There is no approved therapy for established hepatic VOD. Current approaches focus on supportive care and on anticoagulant or fibrinolytic drugs,45, 46, 50, 51, 52 based on pathologic findings of hepatic venules or sinusoids obliteration by fibrin.18, 26, 27 The major disadvantage of exposure to heparin or recombinant t-PA is the high risk of life-threatening bleeding in patients with concurrent thrombocytopenia. The lack of response to platelet transfusions due to portal hypertension, splenic sequestration, and antiplatelet antibodies hampers effective management.51, 53
FIGURE 103.1 Mechanism of VOD. A: Normal blood flow in hepatic sinusoid. No basement membrane is present. B: Damaged ECs torn away from the sinusoid. Red blood cells enter the potential space of Disse and aggravate EC separation. Damaged ECs and the exposure of the subendothelial space activate platelets and the coagulation system to form fibrin.

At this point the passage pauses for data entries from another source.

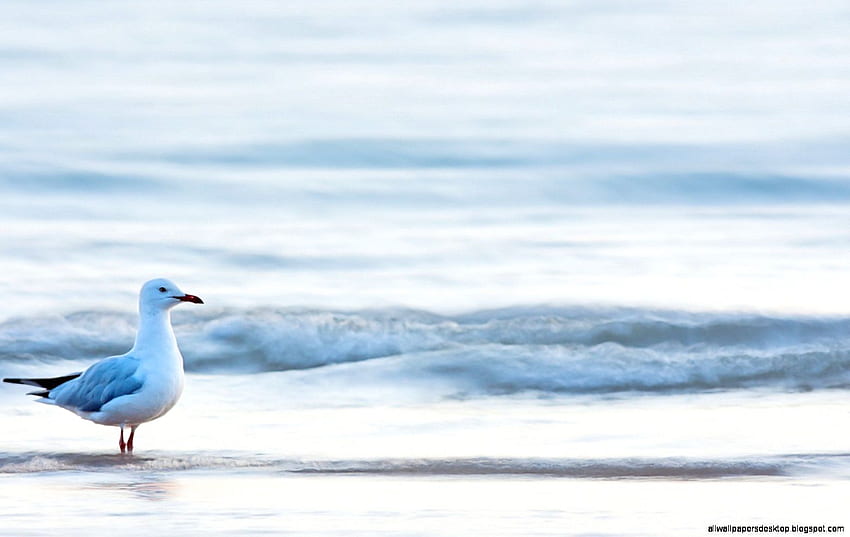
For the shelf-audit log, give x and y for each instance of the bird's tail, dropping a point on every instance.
(47, 384)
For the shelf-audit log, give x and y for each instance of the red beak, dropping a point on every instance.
(189, 298)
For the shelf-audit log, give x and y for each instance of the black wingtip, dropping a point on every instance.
(48, 383)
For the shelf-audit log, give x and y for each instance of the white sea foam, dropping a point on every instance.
(547, 350)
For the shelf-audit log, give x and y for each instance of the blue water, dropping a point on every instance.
(583, 240)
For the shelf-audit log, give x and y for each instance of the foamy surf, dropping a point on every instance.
(796, 465)
(545, 350)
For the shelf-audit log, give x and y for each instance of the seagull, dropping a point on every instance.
(133, 388)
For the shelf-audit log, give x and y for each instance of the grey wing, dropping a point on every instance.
(99, 384)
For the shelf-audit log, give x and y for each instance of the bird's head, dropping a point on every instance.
(162, 294)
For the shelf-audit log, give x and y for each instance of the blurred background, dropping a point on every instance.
(427, 154)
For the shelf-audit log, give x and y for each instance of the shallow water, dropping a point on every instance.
(499, 268)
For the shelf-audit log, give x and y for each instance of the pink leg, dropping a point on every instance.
(130, 440)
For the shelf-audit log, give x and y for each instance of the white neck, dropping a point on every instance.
(155, 336)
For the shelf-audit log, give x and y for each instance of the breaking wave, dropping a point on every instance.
(623, 468)
(548, 350)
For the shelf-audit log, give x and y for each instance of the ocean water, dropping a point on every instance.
(497, 268)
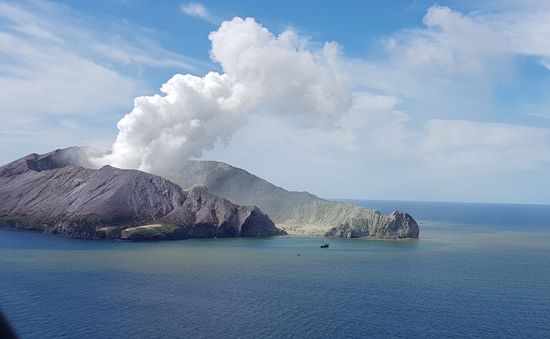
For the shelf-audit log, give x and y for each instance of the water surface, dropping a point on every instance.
(479, 270)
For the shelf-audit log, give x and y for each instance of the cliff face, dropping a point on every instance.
(49, 193)
(296, 212)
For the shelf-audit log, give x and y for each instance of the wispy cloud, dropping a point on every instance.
(197, 10)
(57, 64)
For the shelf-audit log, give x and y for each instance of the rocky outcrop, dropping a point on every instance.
(298, 213)
(50, 193)
(395, 226)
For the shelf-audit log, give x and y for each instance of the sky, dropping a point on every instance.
(396, 100)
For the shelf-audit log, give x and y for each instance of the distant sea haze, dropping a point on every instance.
(477, 270)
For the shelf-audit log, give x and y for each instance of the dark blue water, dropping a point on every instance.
(479, 270)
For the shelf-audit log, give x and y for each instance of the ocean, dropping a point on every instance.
(478, 270)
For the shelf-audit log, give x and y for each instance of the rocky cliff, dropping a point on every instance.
(54, 193)
(296, 212)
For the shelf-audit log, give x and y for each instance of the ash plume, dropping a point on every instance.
(262, 74)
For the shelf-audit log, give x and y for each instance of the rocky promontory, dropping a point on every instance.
(54, 193)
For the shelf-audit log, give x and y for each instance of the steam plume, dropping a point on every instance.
(262, 74)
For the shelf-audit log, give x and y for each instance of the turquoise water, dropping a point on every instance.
(479, 270)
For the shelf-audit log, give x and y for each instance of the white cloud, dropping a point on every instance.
(197, 10)
(263, 73)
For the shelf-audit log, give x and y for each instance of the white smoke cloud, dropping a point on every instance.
(263, 73)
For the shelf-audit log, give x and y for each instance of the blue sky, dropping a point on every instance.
(412, 100)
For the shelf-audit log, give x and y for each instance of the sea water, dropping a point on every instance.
(478, 270)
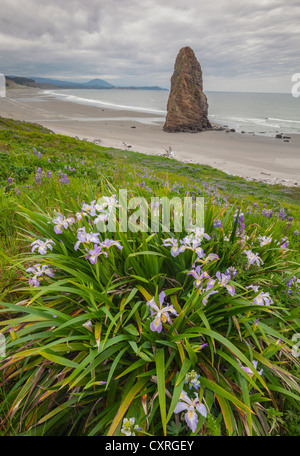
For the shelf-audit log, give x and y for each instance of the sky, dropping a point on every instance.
(241, 45)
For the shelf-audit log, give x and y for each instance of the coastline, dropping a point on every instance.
(260, 158)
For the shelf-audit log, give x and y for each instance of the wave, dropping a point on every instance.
(101, 103)
(284, 120)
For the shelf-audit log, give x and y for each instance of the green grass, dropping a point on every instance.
(51, 380)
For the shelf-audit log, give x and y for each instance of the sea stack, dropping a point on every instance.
(2, 86)
(187, 104)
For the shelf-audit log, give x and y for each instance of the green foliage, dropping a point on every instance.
(81, 352)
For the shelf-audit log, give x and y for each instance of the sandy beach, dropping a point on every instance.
(267, 159)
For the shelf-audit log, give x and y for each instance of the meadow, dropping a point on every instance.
(142, 333)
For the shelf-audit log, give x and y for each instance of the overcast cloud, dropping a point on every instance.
(250, 45)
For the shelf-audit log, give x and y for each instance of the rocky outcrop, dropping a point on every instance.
(187, 107)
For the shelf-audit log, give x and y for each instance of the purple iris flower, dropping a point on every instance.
(191, 406)
(223, 282)
(95, 252)
(160, 312)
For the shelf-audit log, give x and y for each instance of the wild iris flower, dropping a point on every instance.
(223, 282)
(231, 271)
(86, 238)
(191, 405)
(107, 243)
(253, 258)
(191, 379)
(249, 371)
(263, 240)
(38, 271)
(172, 242)
(263, 299)
(160, 313)
(61, 222)
(129, 428)
(95, 252)
(42, 246)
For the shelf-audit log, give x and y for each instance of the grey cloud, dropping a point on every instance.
(137, 41)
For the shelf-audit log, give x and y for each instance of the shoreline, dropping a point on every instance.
(253, 157)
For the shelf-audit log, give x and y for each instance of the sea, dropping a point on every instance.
(258, 113)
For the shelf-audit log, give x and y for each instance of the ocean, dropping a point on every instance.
(259, 113)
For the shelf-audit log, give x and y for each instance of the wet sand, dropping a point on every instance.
(260, 158)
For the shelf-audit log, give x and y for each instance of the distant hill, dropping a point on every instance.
(49, 83)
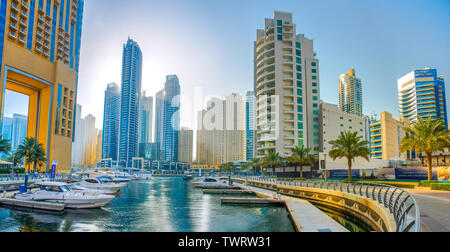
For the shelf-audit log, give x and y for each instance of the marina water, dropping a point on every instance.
(159, 205)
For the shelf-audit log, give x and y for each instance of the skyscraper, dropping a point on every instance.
(171, 118)
(111, 122)
(39, 56)
(159, 112)
(185, 145)
(422, 95)
(78, 143)
(19, 130)
(146, 119)
(286, 84)
(250, 125)
(221, 132)
(350, 94)
(129, 103)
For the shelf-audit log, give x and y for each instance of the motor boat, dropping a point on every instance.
(76, 187)
(98, 184)
(143, 175)
(109, 179)
(210, 181)
(188, 178)
(58, 192)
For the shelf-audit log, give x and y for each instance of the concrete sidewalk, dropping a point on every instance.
(434, 210)
(306, 217)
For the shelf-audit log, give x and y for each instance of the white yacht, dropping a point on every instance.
(209, 181)
(97, 184)
(57, 192)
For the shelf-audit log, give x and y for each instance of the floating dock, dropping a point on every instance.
(218, 191)
(32, 204)
(252, 201)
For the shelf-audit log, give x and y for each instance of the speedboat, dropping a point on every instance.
(143, 175)
(210, 181)
(57, 192)
(98, 184)
(76, 187)
(188, 177)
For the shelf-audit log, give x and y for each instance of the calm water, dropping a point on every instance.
(160, 205)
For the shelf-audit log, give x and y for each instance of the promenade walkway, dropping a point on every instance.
(434, 210)
(306, 217)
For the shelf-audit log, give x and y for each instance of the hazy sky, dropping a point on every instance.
(209, 45)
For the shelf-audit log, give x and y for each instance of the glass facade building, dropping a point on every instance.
(422, 95)
(171, 118)
(111, 122)
(129, 103)
(250, 125)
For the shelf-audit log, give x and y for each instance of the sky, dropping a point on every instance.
(209, 45)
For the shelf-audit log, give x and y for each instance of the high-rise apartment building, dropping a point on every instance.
(334, 121)
(111, 120)
(19, 130)
(146, 119)
(286, 85)
(221, 132)
(250, 125)
(129, 103)
(39, 57)
(422, 95)
(185, 145)
(386, 134)
(350, 93)
(159, 112)
(78, 143)
(171, 119)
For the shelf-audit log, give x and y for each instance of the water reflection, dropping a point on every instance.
(160, 205)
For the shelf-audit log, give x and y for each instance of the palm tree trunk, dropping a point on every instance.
(430, 165)
(349, 168)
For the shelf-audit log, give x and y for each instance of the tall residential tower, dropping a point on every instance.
(129, 103)
(421, 94)
(39, 57)
(111, 122)
(350, 94)
(286, 82)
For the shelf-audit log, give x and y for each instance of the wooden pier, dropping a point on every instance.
(252, 201)
(218, 191)
(32, 204)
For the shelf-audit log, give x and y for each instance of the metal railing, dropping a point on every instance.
(401, 203)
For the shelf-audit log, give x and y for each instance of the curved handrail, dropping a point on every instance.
(400, 203)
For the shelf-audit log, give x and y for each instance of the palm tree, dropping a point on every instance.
(349, 146)
(5, 145)
(301, 156)
(427, 137)
(39, 157)
(32, 151)
(272, 160)
(256, 163)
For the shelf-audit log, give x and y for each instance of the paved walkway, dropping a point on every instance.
(307, 217)
(434, 210)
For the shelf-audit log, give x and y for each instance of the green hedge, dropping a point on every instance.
(440, 187)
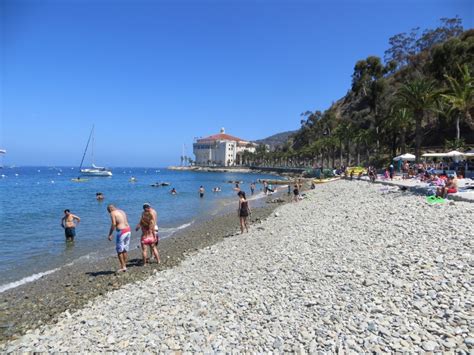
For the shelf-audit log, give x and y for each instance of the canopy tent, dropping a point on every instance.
(406, 156)
(451, 154)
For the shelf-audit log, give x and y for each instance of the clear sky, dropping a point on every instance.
(152, 75)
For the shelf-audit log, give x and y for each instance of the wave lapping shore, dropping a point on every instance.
(349, 268)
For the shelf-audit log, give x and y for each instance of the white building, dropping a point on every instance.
(221, 149)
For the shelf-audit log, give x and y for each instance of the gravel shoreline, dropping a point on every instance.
(42, 301)
(350, 268)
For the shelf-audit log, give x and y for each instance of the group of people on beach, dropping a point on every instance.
(149, 238)
(148, 223)
(119, 224)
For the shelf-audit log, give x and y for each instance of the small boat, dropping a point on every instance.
(94, 170)
(79, 179)
(158, 184)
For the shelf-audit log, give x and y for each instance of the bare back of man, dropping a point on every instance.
(69, 222)
(119, 223)
(120, 219)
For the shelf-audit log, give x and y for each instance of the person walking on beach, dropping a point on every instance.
(243, 211)
(391, 170)
(147, 224)
(147, 207)
(69, 223)
(119, 223)
(252, 188)
(296, 194)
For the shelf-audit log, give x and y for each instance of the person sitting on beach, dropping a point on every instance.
(243, 212)
(119, 223)
(147, 224)
(451, 187)
(69, 223)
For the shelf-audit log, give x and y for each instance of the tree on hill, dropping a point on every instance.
(419, 96)
(460, 97)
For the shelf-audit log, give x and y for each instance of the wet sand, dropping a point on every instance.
(40, 302)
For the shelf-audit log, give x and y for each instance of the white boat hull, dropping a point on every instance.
(95, 172)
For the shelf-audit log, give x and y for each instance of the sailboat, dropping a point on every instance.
(2, 153)
(93, 170)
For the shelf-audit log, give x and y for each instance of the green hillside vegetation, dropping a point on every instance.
(419, 98)
(277, 140)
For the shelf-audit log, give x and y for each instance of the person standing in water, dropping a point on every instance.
(147, 207)
(119, 223)
(243, 211)
(69, 223)
(252, 188)
(147, 224)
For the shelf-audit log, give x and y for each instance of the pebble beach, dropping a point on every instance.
(350, 268)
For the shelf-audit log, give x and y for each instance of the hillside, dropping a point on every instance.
(276, 140)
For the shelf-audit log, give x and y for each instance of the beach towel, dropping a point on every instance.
(434, 199)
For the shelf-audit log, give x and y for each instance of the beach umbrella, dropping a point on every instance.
(406, 156)
(454, 154)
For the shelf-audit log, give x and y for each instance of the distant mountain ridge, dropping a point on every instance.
(277, 139)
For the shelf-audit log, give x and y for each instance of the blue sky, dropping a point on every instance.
(152, 75)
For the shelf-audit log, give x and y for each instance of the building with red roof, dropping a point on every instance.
(221, 149)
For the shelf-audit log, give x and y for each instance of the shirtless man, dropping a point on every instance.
(69, 223)
(119, 223)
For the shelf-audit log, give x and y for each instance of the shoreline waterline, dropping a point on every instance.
(72, 286)
(325, 274)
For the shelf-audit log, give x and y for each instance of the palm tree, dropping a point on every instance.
(460, 96)
(401, 121)
(420, 96)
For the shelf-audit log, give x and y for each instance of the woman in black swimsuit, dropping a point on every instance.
(243, 211)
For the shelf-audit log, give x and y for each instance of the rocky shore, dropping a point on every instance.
(41, 302)
(350, 268)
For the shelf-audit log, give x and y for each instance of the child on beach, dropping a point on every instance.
(147, 224)
(243, 211)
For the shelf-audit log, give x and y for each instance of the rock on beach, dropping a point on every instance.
(346, 269)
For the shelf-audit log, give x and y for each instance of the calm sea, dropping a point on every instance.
(32, 200)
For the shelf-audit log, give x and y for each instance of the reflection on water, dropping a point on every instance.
(31, 208)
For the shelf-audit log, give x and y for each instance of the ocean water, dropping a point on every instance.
(32, 201)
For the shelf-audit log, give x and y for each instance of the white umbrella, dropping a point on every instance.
(406, 156)
(454, 153)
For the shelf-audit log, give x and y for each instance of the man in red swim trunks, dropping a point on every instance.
(69, 223)
(119, 223)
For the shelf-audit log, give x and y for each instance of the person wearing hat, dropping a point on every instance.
(451, 186)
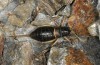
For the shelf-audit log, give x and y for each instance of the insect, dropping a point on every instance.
(47, 33)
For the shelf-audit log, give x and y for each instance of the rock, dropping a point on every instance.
(57, 56)
(22, 13)
(4, 3)
(1, 43)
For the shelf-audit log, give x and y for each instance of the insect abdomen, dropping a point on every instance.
(48, 33)
(43, 34)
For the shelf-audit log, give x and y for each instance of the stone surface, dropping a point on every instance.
(22, 13)
(21, 17)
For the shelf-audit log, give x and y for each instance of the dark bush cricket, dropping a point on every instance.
(47, 33)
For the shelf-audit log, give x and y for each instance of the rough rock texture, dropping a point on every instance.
(18, 18)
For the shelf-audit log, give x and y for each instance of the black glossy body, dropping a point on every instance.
(47, 33)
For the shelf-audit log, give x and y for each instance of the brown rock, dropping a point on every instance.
(1, 43)
(77, 57)
(83, 15)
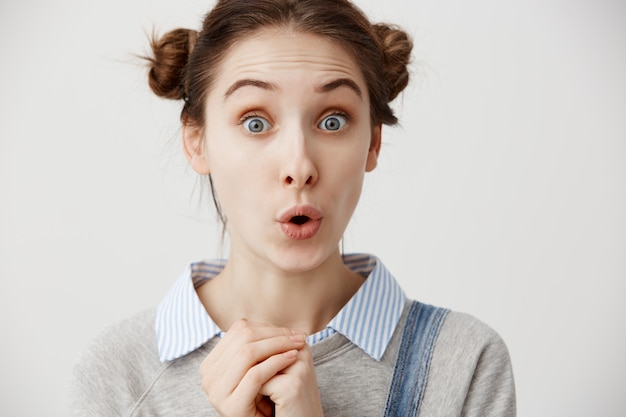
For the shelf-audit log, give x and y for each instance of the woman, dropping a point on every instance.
(283, 107)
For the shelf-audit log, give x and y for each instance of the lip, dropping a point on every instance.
(302, 231)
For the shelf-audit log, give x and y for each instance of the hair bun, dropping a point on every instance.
(396, 46)
(167, 65)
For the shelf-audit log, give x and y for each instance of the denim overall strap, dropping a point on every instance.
(410, 375)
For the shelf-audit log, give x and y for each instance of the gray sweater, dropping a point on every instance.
(120, 375)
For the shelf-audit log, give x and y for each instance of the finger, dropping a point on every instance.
(260, 374)
(251, 354)
(244, 331)
(265, 406)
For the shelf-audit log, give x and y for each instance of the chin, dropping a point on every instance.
(300, 260)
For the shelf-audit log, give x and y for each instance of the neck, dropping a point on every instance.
(306, 301)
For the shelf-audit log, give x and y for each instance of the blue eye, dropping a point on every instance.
(256, 124)
(333, 122)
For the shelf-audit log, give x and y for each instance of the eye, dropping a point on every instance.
(333, 122)
(256, 124)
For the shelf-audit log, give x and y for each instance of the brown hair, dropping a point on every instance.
(184, 61)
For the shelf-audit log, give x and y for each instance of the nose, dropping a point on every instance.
(298, 167)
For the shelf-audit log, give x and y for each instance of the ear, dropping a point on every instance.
(372, 155)
(193, 147)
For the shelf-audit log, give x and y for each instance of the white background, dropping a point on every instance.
(502, 194)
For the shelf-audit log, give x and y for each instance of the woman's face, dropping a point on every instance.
(287, 141)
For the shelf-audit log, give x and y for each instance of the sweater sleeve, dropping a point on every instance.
(491, 390)
(471, 373)
(112, 374)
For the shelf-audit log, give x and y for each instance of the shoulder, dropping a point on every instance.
(116, 367)
(471, 370)
(465, 332)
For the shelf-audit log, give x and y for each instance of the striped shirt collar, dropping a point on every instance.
(368, 319)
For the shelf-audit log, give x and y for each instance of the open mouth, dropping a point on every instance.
(299, 220)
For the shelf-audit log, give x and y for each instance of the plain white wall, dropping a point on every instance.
(502, 194)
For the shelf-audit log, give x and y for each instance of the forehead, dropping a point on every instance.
(276, 53)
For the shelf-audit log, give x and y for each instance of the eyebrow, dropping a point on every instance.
(340, 82)
(249, 83)
(325, 88)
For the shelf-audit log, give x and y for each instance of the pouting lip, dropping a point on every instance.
(300, 210)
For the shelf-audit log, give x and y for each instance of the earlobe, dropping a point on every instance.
(372, 155)
(193, 148)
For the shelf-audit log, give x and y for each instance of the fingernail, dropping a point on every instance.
(291, 354)
(298, 337)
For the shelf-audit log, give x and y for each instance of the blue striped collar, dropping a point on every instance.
(368, 320)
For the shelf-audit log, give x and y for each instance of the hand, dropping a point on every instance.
(294, 391)
(248, 356)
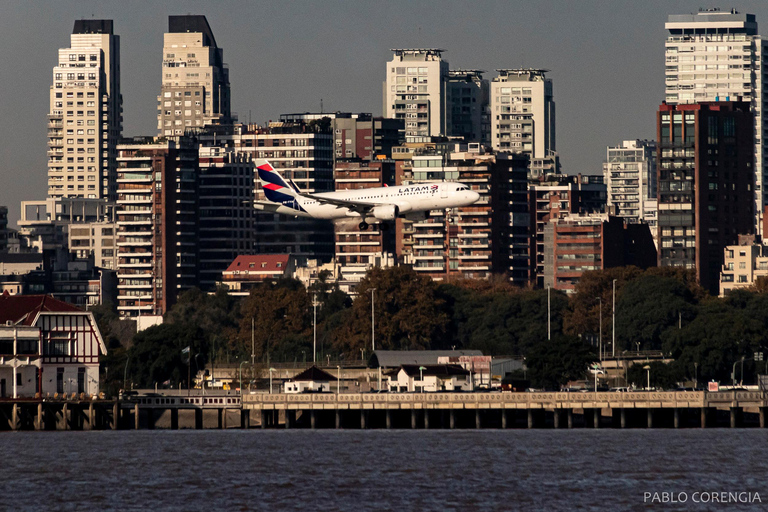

Defibrotide, a single-stranded polydeoxyribonucleotide that exerts antithrombotic activity by binding to vascular endothelium, has shown promising results in VOD management.54, 55, 56 Defibrotide upregulates the endothelial release of prostacyclin (PG I2), prostaglandin E2, TM, and t-PA,57, 58, 59 and decreases thrombin generation, tissue factor expression, PAI-1 release, and endothelin activity.57, 60 Defibrotide exerts no significant effect on systemic coagulation,61 but it has antiangiogenic potential in ECs and in an animal model.62 Preclinical studies have demonstrated profibrinolytic effects and inhibition of fibrin deposition, with selective activity in small vessels.63 Initial clinical reports of defibrotide for severe VOD recorded complete resolution in 36% to 42% of patients, with most individuals surviving beyond day 100.54, 55, 64 In a recent randomized phase II dose-finding trial in adult and pediatric patients, defibrotide 25 mg/kg/d was selected for forthcoming phase III trials.65 Preemptive antithrombin replacement and combined antithrombin/defibrotide therapy allowed excellent remission and survival rates in a prospective case series study of pediatric SCT patients.66 In another report on 58 adults undergoing SCT, no patient developed VOD following the use of defibrotide prophylaxis (without concurrent heparin).67 Cappelli et al.68 reported on 57 children with beta thalassemia at a very high risk for developing VOD (liver fibrosis, iron overload, hepatitis C virus infections, busulfan-based conditioning), and only one patient developed VOD, after discontinuation of defibrotide 6 days prior to VOD onset. To date, no phase III randomized studies have been published on the use of defibrotide as prophylaxis or treatment of VOD.